First, measure — don't guess
Before changing your workflow, find out where the money is actually going. On most long sessions the dominant line is cache read (context re-sent every turn), but the only way to know your split is to look at your own logs.
npx @wartzar-bee/tokenscope
Paste a report in your browser →
Local, read-only, no upload. It prints the output / cache-read / cache-write split, the context-growth curve, and which tools filled your context.
The checklist
1. Compact or restart long sessions
Cache-read cost scales with context size × number of turns. Once a session has
accumulated a large context, every remaining turn re-pays for it. Running /compact
collapses the history into a summary so subsequent turns carry far less; starting a
fresh session for a new task resets it entirely. This is usually the single
highest-leverage habit. See when to use /compact.

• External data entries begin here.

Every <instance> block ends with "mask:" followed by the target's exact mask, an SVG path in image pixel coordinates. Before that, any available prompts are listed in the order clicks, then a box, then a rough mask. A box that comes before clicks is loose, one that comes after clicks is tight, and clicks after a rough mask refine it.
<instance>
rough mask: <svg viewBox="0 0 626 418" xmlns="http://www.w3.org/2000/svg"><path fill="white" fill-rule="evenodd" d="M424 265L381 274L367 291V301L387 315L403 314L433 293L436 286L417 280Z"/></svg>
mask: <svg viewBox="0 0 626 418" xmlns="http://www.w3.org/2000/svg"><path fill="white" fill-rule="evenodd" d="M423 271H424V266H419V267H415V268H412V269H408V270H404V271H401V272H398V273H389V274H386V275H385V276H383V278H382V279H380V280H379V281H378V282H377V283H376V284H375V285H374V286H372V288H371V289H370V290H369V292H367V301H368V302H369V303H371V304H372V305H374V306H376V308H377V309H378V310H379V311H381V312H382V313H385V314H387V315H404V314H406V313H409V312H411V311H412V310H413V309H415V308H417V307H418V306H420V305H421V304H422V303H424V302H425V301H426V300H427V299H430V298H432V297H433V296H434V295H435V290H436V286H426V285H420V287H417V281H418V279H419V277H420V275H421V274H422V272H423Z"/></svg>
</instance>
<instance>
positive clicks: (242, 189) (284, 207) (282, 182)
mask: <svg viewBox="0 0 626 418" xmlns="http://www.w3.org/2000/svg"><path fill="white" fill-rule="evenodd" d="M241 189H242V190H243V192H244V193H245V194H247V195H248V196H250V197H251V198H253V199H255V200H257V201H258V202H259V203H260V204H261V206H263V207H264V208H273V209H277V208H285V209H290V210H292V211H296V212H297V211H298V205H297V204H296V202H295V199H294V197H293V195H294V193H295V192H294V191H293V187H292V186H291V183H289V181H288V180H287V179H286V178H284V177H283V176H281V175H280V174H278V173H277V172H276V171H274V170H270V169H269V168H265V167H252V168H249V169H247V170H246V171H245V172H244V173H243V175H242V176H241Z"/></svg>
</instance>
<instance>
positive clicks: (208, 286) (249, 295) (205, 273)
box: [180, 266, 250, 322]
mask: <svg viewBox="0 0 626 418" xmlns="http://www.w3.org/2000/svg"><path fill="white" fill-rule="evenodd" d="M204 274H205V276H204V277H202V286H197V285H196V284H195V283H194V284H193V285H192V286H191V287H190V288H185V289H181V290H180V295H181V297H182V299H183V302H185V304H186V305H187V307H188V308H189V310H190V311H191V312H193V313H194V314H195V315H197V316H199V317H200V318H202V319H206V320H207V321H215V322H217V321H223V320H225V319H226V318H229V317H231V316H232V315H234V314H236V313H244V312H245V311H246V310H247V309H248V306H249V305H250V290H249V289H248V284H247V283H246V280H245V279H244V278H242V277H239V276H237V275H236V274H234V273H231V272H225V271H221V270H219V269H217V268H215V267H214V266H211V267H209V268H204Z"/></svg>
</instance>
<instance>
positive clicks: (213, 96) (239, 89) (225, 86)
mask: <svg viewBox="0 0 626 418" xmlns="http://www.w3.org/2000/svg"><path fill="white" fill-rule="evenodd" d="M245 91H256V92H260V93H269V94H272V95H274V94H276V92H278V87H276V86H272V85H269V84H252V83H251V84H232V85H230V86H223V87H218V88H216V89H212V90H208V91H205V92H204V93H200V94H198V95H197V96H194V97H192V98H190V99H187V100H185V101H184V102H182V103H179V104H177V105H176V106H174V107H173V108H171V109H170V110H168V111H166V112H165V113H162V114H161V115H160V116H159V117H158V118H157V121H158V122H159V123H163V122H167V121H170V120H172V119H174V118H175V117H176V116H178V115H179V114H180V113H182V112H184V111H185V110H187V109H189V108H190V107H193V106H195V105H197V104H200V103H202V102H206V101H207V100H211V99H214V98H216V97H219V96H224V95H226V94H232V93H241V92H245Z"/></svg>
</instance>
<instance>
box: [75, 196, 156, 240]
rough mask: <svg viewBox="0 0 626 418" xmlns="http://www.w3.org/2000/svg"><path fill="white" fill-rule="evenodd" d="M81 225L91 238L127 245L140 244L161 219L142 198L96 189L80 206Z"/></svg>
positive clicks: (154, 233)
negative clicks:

2. Don't keep huge files and tool output resident
Every file the model reads and every verbose command it runs gets written into context, then re-sent on subsequent turns. A few habits help:
- Point the model at the relevant files or functions rather than asking it to read everything.
- Avoid piping enormous logs, full test output, or giant generated files into the conversation — summarize or grep first.
- If a big file was needed once but isn't anymore, a compact or fresh session sheds it.
3. Trim the tools that bloat context
Some tools and MCP servers inject large schemas, directory listings, or verbose results on every relevant turn. tokenscope's tool breakdown shows which tools were called most; if a tool you rarely use is adding a lot of context, disabling it removes that weight from every turn.
4. Match the model to the task
Input price drives every cache-read and cache-write charge, so the model you choose multiplies your whole context cost. Documented default rates (verify for your tier — they can change):
| Model family | Input / 1M | Output / 1M |
|---|---|---|
| claude-opus-4 | $15 | $75 |
| claude-sonnet-4 | $3 | $15 |
| claude-haiku-4 | $1 | $5 |
Reserve the most expensive model for the reasoning-heavy work; a cheaper model for routine edits and exploration cuts the cost of the exact same context proportionally. (These are defaults; always confirm current pricing for your plan.)
5. Let caching work for you
Prompt caching already discounts re-sent context to 0.1× the input price, but the cache has a short lifetime. Long idle gaps can let it expire, forcing a re-write (1.25× for the 5-minute cache, 2× for the 1-hour cache). Working in focused bursts rather than leaving a session idle for long stretches keeps more of your context on the cheap cache-read path.
What not to over-optimize
The model's output — the code it writes — is usually a small slice of the bill, so asking for terser answers rarely moves the needle. Don't sacrifice useful explanations to save output tokens; spend your effort on context size instead. Measure first so you optimize the line that's actually big.